While the treatment process was found to positively impact the health of patients in both our study and those mentioned above, pain reduction was achieved using different parameters and methodologies. Therefore, we emphasize the need for further research on the dosage and regimen for RSWT treatment.
Limitations
The main limitation is the lack of a placebo control group; however, for ethical reasons, it was problematic to involve a symptomatic control group that would not receive treatment for such a long period. Another limitation is the lack of objective methods for measuring improvement that could be used in the follow-up visits; these could include ultrasound to compare differences in soft tissue structure, pedobarography to assess patient balance and weight distribution between the lower limbs, or digital gait analysis for comprehensive assessment of gait phases.

Conclusions

RSWT can be an effective tool in rehabilitation of patients with PF. It appears to provide clinically meaningful improvement in pain symptoms in most qualified patients during short- and long-term observation, despite no reduction in body weight over the follow-up period.

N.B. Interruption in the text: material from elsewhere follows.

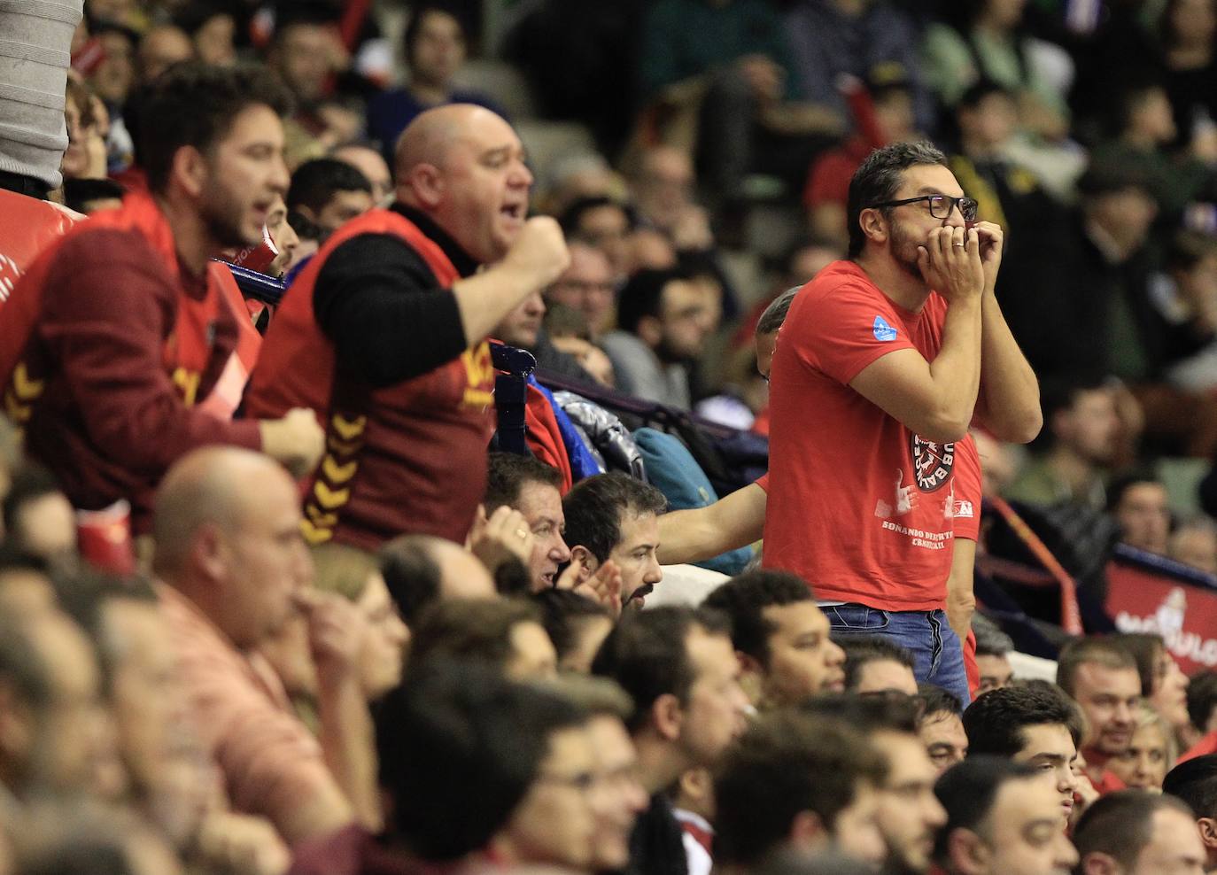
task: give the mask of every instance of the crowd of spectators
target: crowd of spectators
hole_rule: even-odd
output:
[[[0,4],[0,195],[89,217],[0,270],[0,875],[1217,871],[1217,673],[971,583],[1217,576],[1217,1],[486,5]],[[807,403],[854,275],[965,416]],[[859,405],[958,471],[862,509],[903,607],[808,534]]]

Although no significant improvement was noted during the five-week rehabilitation cycle with RSWT, this does not necessarily indicate that improvement will not occur after the conclusion of treatment. In our opinion, further studies are needed on the dosage and effects of RSWT during therapy in a larger group of patients.

Funding

This research did not receive any external funding.

Conflict of interest

There authors declare no conflicts of interest.